UPD Launches Body Camera Policy for On-Duty Officers

By

Published February 27, 2019
A A A Share
The Montclarion
A close-up shot shows the body camera strapped to the chest of Capt. Kieran Barrett of the University Police Department. Heather Berzak | The Montclarion

All Montclair State University Police Department (UPD) officers will be required to have a body camera on their uniform when reporting for duty starting on March 1.

“The new practice follows several years of product and operations research and months of intensive officer training,” said Media Relations Director Erika Bleiberg, in the official press release. “University Police will fully deploy the [body-worn cameras] to all 40 of its officers for use when they are on routine patrol or dispatched on calls for service.”

According to Capt. Kieran Barrett of the UPD, there are other universities in the state that currently have body cameras.

“There are other campus agencies that have them in the state of New Jersey, such as Rutgers, Kean University and a few others that are south of us,” Barrett said. “Not everyone has [them] across the United States, and in New Jersey, but we definitely do have them here in the state of New Jersey, so it isn’t unusual at all.”

Capt. Kieran Barrett of the University Police Department poses with the newly implemented body cameras set to launch on March 1.
Heather Berzak | The Montclarion

In Bleiberg’s press release, University Police Chief Paul Cell emphasized the police department’s effort to maintain transparency and an open relationship with the campus community with body cameras being a key asset in assisting that goal.

Justice studies professor Jon Zawacki believes body cameras will be a good asset for the police department to have when addressing how their officers handle situations.

“I think it gives the naysayers, even the judges, even the prosecutors, even the defense attorneys [the ability to say], ‘Hey, look what kind of job [the police are] doing? Look, it’s on camera’,” Zawacki said. “On the other hand, there’s that small percentage [of officers] that abuse their authority, and what happens is, they don’t belong there anyway.”

Contrarily, Zawacki mentioned there may be some consequences to the body cameras being implemented.

“My only fear would be the public would be afraid to call [the police] thinking [the footage] is going to be on the evening news on TV,” Zawacki said. “But, when you put everything on the scales of justice, I think [they’re] a good thing.”

When dealing with body cameras, the UPD is aware of the privacy issues that could come into question.

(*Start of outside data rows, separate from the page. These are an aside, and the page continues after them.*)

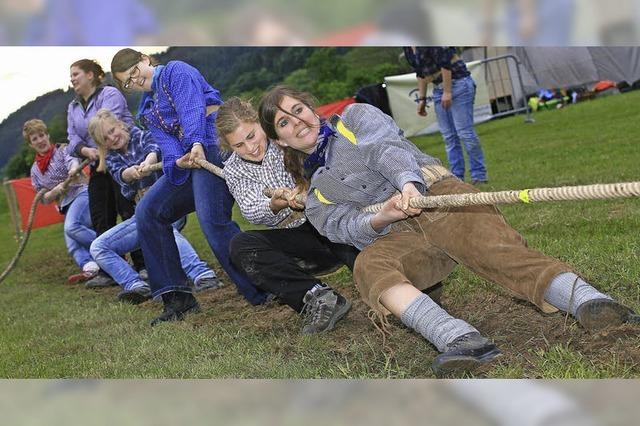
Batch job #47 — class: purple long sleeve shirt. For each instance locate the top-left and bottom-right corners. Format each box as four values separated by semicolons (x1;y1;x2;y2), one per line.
139;61;222;185
67;86;133;158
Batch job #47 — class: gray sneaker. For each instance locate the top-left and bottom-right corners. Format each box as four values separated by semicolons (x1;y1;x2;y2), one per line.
576;299;640;331
302;287;351;334
193;277;224;293
431;331;502;377
84;271;118;288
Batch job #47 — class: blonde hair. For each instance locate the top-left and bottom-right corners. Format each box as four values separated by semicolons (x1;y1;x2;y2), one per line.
216;96;258;152
88;108;129;172
22;118;49;145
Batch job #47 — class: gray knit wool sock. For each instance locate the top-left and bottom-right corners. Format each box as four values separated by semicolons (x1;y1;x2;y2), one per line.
544;272;613;316
400;294;478;352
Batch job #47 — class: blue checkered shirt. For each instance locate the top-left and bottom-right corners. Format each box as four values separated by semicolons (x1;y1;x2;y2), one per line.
139;61;222;185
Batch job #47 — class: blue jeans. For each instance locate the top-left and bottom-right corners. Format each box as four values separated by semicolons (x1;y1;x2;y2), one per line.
91;216;215;290
135;145;267;305
64;190;96;268
433;76;487;181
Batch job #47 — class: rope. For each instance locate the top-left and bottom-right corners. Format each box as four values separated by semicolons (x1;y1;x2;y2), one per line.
0;160;91;283
124;159;640;225
363;182;640;213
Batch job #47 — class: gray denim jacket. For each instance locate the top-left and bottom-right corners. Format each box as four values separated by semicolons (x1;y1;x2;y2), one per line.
305;104;441;250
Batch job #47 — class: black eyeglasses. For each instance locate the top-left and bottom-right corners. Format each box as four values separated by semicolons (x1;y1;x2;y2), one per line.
123;65;140;90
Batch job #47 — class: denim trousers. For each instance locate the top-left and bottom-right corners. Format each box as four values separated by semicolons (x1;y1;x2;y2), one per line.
433;76;487;181
64;191;96;268
88;166;145;271
135;145;267;305
91;216;215;290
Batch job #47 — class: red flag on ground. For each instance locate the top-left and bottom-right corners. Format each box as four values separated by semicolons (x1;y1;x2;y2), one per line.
9;178;64;232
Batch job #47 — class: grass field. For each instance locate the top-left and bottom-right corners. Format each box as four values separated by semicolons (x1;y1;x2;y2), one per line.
0;92;640;378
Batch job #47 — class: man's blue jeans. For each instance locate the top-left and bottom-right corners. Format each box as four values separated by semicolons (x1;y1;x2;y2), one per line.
433;76;487;181
64;191;96;268
91;215;215;290
135;145;267;305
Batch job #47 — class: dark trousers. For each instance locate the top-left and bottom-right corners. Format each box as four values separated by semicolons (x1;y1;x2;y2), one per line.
230;222;358;312
88;167;145;271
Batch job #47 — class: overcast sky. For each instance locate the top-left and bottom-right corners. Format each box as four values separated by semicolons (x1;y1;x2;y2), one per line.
0;46;166;122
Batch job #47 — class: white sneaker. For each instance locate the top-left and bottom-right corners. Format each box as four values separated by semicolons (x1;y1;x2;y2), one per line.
82;260;100;273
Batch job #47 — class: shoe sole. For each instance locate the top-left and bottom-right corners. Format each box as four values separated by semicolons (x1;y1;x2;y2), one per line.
85;281;118;288
302;300;351;335
193;283;224;293
118;292;151;305
579;302;638;331
431;347;502;377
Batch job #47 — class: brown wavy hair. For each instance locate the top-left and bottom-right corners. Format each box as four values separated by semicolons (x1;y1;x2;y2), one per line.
258;85;317;189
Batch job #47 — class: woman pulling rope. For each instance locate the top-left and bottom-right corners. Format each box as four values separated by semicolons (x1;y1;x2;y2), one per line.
259;86;639;375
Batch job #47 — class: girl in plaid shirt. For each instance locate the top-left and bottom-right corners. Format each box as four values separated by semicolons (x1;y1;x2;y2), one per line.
259;86;640;375
216;98;357;334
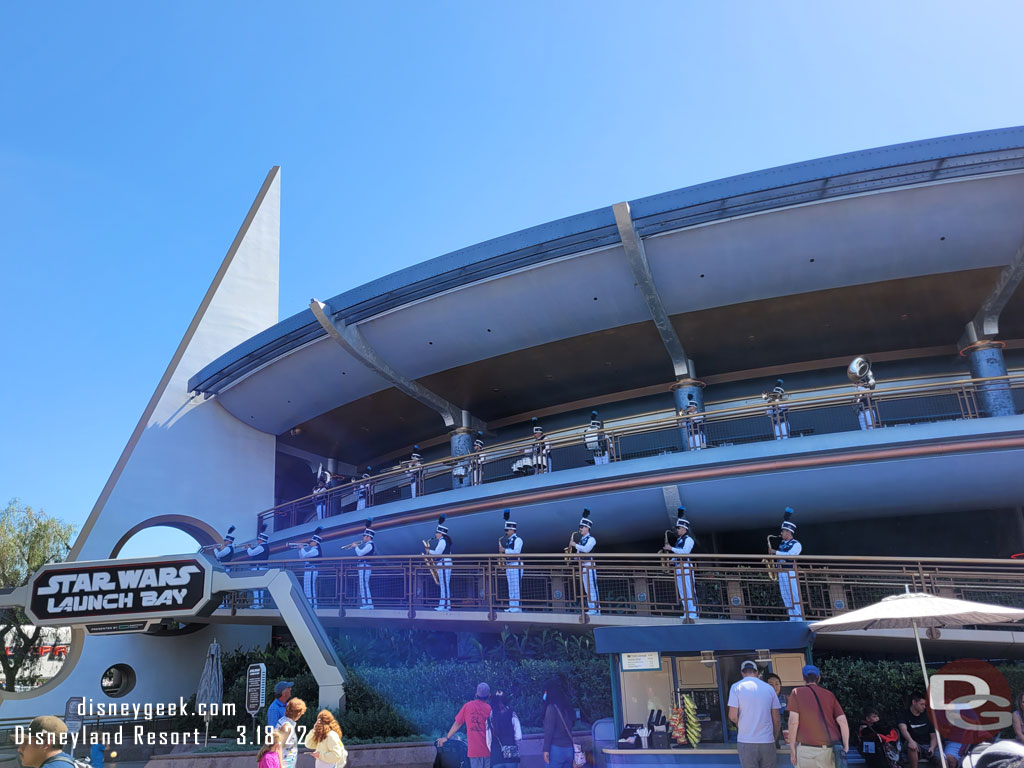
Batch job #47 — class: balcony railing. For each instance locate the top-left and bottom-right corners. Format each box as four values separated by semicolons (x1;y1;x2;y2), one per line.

According to Barrett, the body camera is only turned on under certain circumstances.

A body camera is strapped to the chest of Capt. Kieran Barrett of the University Police Department.
Heather Berzak | The Montclarion

“For incidents such as medicals, such as motor vehicle accidents, crimes that are occurring and crimes that are reported to us and those are all calls for service and are all within the realm of being recorded,” Barrett said. “This is where people live, this is where people work, so it’s not something where we’re surreptitiously recording people and just saying, ‘I’d like to record this person.’ It has to be for a specific incident and those are set forth in guidelines and training as well.”

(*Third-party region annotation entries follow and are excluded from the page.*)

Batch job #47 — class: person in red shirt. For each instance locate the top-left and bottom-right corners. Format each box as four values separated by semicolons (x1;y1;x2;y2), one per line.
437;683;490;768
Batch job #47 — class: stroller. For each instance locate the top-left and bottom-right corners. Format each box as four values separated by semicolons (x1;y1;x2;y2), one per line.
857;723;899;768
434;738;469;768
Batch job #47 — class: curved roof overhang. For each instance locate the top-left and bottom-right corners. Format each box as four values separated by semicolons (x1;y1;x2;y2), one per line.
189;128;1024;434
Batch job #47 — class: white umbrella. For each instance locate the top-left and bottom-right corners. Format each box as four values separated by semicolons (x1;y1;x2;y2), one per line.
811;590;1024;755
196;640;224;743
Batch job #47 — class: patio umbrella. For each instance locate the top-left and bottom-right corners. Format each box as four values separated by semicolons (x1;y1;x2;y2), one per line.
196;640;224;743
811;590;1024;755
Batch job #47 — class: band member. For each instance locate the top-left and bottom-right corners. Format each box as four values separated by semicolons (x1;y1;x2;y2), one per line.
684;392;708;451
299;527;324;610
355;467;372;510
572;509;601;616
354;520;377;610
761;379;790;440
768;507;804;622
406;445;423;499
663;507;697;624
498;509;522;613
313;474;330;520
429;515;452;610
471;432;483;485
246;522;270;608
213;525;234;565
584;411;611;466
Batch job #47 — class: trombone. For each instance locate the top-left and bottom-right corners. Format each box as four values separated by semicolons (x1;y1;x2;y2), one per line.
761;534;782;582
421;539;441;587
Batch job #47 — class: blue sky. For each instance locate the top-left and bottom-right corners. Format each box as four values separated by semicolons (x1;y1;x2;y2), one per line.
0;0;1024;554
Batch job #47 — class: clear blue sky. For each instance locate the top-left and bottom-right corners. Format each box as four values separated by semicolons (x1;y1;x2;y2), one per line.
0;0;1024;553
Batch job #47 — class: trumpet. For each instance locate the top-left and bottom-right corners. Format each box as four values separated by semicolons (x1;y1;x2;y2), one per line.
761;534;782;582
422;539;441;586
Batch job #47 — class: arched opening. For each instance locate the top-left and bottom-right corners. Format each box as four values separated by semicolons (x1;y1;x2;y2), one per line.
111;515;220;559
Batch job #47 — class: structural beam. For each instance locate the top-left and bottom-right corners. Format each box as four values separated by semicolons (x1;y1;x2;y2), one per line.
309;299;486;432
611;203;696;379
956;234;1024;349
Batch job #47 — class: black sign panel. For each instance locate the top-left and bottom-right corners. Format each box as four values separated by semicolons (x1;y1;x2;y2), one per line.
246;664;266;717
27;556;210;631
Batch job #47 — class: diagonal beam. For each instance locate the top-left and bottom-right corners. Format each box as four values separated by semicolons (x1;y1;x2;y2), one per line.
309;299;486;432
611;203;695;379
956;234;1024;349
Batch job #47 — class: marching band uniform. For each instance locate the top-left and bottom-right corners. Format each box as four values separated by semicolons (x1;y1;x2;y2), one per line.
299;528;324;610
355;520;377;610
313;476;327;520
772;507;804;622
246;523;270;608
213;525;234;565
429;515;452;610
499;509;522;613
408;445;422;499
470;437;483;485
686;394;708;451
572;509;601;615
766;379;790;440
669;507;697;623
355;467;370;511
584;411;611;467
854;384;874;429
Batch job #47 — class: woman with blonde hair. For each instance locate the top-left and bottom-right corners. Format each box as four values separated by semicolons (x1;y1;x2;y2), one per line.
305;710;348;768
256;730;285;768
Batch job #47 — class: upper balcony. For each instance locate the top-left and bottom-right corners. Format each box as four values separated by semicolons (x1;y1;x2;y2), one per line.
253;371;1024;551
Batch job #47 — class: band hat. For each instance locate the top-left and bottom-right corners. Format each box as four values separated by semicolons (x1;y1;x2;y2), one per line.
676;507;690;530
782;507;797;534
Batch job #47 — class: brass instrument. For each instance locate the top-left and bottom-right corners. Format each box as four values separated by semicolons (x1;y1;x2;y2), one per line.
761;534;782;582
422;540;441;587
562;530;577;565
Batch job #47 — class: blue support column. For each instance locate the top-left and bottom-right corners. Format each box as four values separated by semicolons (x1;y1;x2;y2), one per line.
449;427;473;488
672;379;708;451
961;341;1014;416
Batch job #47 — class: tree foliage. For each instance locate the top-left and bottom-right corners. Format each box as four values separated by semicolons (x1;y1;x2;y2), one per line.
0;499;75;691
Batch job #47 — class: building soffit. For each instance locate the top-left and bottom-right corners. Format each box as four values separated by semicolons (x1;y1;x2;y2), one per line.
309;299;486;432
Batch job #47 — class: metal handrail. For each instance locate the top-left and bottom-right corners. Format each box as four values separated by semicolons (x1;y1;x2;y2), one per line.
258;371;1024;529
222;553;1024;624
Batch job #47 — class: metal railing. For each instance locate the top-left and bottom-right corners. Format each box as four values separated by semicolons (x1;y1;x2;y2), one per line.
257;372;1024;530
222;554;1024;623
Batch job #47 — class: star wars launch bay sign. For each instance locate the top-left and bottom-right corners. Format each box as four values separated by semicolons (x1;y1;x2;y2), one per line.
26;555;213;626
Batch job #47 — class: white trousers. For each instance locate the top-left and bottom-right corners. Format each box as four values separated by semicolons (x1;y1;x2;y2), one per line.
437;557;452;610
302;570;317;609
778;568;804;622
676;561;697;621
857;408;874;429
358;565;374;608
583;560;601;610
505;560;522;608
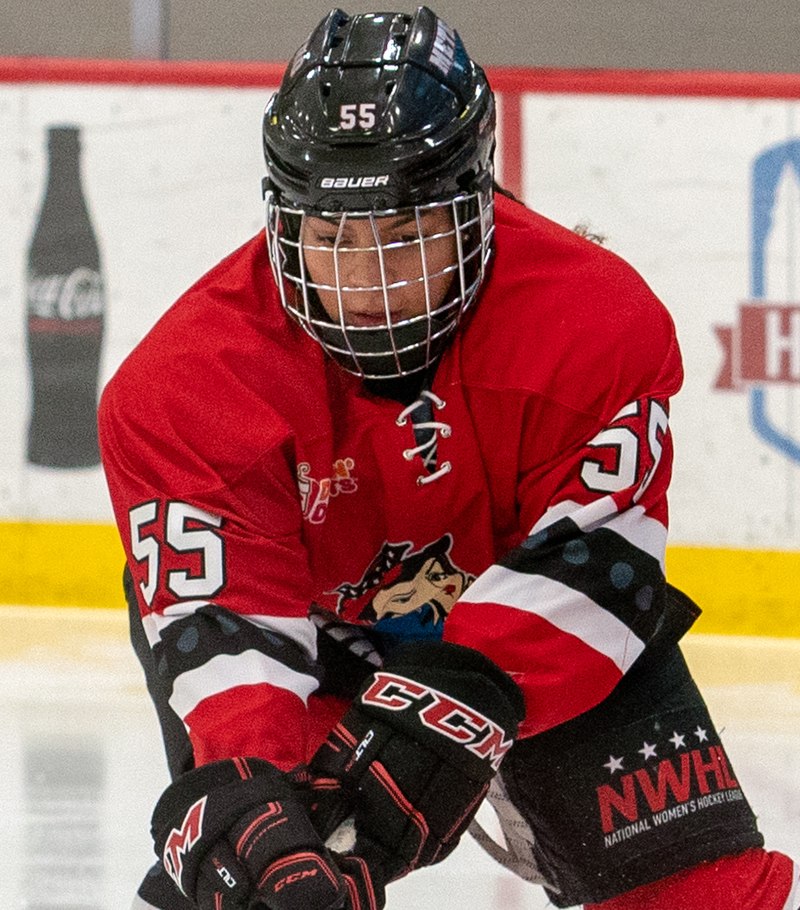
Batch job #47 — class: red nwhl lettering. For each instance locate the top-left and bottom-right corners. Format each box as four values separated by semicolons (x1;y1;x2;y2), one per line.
634;752;692;812
596;746;739;834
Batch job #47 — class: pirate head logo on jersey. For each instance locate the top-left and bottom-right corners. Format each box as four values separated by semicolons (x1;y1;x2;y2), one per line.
336;534;474;640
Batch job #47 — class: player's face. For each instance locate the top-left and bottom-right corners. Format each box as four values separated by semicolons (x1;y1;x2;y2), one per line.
301;206;458;328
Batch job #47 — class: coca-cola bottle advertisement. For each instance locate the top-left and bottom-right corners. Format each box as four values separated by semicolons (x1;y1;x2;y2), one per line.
27;125;105;468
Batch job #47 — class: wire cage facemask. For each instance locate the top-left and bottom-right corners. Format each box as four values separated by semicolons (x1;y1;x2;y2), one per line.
266;191;494;379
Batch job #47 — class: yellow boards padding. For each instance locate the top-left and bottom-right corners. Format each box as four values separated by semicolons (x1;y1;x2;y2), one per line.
0;522;125;607
0;522;800;637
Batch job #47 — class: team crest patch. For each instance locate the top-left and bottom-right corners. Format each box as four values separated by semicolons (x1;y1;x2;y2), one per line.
334;534;474;639
297;458;358;525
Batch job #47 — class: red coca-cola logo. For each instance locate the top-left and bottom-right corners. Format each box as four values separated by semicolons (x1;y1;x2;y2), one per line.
28;267;103;322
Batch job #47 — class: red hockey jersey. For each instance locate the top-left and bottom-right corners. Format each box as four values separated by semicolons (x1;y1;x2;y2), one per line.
100;191;681;768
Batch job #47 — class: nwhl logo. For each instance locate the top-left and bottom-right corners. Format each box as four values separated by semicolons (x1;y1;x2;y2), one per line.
596;727;744;848
162;796;208;894
361;671;513;770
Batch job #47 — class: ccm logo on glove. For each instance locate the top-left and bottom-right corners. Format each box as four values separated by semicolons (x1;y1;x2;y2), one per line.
355;671;514;770
163;796;208;894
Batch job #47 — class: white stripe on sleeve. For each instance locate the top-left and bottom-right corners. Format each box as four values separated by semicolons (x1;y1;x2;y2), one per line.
460;565;644;673
169;651;318;722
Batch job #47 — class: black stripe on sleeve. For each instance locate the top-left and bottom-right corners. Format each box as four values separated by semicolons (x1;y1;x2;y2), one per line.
499;518;665;642
153;604;320;685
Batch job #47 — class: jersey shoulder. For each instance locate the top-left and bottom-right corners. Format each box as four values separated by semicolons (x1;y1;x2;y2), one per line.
462;196;682;411
99;235;328;492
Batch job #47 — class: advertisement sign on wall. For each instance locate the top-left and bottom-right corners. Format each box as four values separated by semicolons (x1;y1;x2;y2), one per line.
0;63;800;631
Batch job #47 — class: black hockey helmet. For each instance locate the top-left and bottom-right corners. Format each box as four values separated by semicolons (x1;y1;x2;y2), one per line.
263;6;495;378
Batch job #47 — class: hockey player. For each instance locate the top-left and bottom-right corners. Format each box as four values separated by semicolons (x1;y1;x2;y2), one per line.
100;7;800;910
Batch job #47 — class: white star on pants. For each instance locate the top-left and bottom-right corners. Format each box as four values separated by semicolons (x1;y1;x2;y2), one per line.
639;743;658;761
603;755;622;774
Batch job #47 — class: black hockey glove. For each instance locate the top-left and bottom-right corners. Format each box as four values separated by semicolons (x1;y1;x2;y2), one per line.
311;642;524;882
152;758;384;910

Following guidelines established by the New Jersey Attorney General, the department developed a policy document that explains protocols on when and how police officers can use the cameras. There’s a tab on frequently asked questions regarding body cameras on the university’s website under the campus police’s page.

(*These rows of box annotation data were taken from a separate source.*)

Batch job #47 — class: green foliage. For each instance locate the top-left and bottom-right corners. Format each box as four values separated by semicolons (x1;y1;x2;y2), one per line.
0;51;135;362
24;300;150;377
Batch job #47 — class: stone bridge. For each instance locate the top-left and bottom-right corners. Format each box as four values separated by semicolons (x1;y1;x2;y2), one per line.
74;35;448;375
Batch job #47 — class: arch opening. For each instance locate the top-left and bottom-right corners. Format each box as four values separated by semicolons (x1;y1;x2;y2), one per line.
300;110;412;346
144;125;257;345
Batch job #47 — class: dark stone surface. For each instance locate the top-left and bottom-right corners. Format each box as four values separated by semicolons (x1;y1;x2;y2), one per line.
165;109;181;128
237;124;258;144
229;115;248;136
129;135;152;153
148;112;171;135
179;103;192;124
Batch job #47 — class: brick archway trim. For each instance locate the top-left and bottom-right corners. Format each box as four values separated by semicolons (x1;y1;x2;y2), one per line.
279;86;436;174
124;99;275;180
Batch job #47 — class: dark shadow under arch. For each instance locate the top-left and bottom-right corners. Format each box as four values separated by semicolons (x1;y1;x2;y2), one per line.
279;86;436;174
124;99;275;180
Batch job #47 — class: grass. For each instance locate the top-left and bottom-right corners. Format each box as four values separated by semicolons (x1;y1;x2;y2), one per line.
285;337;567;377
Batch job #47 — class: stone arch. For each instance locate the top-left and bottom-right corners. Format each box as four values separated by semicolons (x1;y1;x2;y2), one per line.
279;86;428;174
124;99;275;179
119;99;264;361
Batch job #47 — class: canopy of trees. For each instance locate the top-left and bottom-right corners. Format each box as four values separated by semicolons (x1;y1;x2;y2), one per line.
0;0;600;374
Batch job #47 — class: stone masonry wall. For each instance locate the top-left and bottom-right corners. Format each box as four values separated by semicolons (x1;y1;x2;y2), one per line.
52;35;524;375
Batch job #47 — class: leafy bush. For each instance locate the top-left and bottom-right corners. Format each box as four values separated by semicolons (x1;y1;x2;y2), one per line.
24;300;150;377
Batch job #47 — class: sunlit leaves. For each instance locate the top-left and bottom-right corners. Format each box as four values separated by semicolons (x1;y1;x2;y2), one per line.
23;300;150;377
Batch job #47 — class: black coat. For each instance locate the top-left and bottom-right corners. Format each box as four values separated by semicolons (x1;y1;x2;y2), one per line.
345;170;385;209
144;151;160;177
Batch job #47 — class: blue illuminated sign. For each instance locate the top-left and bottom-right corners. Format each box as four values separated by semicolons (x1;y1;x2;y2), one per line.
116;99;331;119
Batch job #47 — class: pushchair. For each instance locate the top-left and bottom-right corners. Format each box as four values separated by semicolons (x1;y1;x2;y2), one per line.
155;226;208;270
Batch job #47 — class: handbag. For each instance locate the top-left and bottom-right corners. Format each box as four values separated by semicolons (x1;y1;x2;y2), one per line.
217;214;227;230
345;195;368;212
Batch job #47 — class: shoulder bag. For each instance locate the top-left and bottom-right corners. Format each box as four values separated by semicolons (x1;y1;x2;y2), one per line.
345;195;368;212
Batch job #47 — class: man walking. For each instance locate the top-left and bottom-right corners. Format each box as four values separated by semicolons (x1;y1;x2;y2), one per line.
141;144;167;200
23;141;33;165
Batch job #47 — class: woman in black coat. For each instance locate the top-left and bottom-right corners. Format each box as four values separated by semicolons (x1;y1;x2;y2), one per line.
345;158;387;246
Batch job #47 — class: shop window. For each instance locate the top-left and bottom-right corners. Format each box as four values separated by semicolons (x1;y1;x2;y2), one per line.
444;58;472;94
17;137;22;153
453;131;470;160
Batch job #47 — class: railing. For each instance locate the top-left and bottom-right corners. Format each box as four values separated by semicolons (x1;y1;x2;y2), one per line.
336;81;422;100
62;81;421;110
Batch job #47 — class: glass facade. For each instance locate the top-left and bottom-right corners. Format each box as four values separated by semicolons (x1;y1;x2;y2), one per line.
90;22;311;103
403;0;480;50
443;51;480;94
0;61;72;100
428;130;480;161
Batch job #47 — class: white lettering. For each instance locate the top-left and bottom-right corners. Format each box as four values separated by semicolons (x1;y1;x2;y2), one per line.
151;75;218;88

Undeclared freshman Max Bastos believes body cameras on officers will eliminate the need to second guess the details of an incident.

“I think body cameras on police officers are a good thing because it will take away any doubts about what happened in a certain time or place,” Bastos said.

On Sept. 6 of 2018, a viral video surfaced of campus police officers making arrests on several students near the Village Apartments. With the protocol they followed, many students questioned if the officers were too forceful in their actions.

According to Barrett, that incident did not play a role in the university’s decision to invest in body cameras.

“That incident did not precipitate the buying of cameras, the decision to move forward with cameras [or] speed up the process,” Barrett said. “But I can recognize why some people would say, ‘Oh, you had this incident, now all of a sudden you’re getting cameras.’”

A still shot from the police body camera of Capt. Barrett shows The Montclarion’s News Editor Heather Berzak sitting across from him during an interview.
Photo courtesy of the University Police Department

He continued to say that having body cameras may not have changed the outcome of that situation, but may have assisted in providing another perspective on the arrests.

Senior television and digital media major Jasvinder Singh believes body cameras only act as a benefit to the campus community.

“I do believe it is a good idea because it protects not only the police, it protects the person on the other side of the camera, so it protects both parties,” Singh said. “If the police are doing the right thing, they should have nothing to worry about.”

Bleiberg mentioned in her press release that if people have additional questions on the body-cam policy, they are free to contact Barrett or email the UPD.